Location
- 1701 Colon st. (corner of San Jorge Ave.) Santurce, San Juan Puerto Rico
- Coordinates: 18°27′2″N 66°3′42″W﻿ / ﻿18.45056°N 66.06167°W

Information
- Type: Private, Elementary School, Middle School, High School, (Spanish language instruction. English and French languages are also taught)
- Motto: Pro Aris Et Focis ("Our Home in Our Hearts")
- Denomination: Roman Catholic
- Established: 1925
- Oversight: Archdiocese of San Juan de Puerto Rico
- Grades: PK-12
- Gender: Coeducational
- Enrollment: 500 (2006-2007)
- Colors: Red and White
- Mascot: Dragon
- Accreditation: Middle States Association of Colleges and Schools
- Affiliations: Catholic, Roman Catholic Archdiocese of San Juan de Puerto Rico, School Sisters of Notre Dame
- Website: www.academiasanjorge.com

= Academia San Jorge =

Private, elementary school, middle school, high school, in Santurce, San Juan

Academia San Jorge ("Saint George Academy") is a private, Roman Catholic school in San Juan, Puerto Rico founded in 1925 by Rev. Msgr. José M. Rivera as a parochial school with 53 students from grades K–3. Shortly after, the school started construction on the first building, which still exists today, and added grades 4–12. The school is located on San Jorge Avenue in San Juan's Santurce district.

==History==
In 1939, the Sisters of St. Joseph came to teach and administer the school until their departure in 1973.

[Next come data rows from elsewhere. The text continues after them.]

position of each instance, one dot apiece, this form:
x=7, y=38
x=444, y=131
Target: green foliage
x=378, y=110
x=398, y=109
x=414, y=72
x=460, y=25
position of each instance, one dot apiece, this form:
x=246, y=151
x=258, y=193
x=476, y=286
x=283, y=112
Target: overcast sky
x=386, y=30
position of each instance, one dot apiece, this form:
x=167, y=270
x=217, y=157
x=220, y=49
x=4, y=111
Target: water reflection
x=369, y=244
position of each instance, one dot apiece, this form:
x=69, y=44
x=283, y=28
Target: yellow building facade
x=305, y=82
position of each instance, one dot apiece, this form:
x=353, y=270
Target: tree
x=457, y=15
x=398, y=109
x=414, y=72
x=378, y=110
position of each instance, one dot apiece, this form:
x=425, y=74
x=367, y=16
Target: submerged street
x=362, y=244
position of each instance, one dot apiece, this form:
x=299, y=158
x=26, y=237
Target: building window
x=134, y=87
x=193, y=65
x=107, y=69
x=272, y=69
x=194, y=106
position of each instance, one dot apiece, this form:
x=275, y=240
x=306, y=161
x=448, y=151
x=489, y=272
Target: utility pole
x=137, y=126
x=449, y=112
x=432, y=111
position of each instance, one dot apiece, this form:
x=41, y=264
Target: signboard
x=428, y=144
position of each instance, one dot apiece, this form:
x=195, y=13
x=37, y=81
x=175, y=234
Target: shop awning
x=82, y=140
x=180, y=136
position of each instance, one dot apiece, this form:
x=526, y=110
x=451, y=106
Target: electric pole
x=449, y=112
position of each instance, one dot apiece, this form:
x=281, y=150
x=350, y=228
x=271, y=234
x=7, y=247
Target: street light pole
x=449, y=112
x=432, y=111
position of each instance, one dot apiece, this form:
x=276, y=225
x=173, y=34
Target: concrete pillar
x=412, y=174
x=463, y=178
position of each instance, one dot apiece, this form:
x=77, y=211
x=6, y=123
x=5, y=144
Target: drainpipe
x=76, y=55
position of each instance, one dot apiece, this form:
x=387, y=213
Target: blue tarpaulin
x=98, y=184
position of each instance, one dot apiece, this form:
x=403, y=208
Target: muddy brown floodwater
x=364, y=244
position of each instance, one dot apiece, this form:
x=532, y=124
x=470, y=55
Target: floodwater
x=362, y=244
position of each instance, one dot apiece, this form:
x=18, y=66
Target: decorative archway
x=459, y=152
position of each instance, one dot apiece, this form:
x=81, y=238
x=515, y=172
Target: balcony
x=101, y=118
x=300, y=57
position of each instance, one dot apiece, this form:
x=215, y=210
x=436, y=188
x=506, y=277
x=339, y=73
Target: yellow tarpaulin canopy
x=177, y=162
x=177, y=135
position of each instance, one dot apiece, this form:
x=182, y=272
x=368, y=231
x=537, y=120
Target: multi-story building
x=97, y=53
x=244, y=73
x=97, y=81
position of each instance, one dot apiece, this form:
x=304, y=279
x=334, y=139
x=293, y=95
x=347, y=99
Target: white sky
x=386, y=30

In 1959, its founder Msgr. José M. Rivera died and was replaced as parish priest by father Benito Cabrera. Father Cabrera started a campaign to remodel the school and the church, but was replaced in 1962 by Msgr. Thomas Maysonet who administered the school until 1972.

A major physical addition was constructed during his administration and was dedicated in 1965. This construction is the present school building.

In 1972, Msgr. Perfecto Pérez took over the parish and the administration of the school until 1977 when San Jorge became the first school under direct supervision of the Superintendent of Catholic Schools of the Archdiocese of San Juan. At this time a new administration under Mr. Lawrence C. Oleksiak reorganized the school.

In 1979 Mr. Oleksiak returned to the United States and was replaced as Director by the principal Mrs. María Colon de Marxuach who served as its Director until 1991.

In 1982 the school officially became accredited by the Middle States Association. An accreditation it still hold.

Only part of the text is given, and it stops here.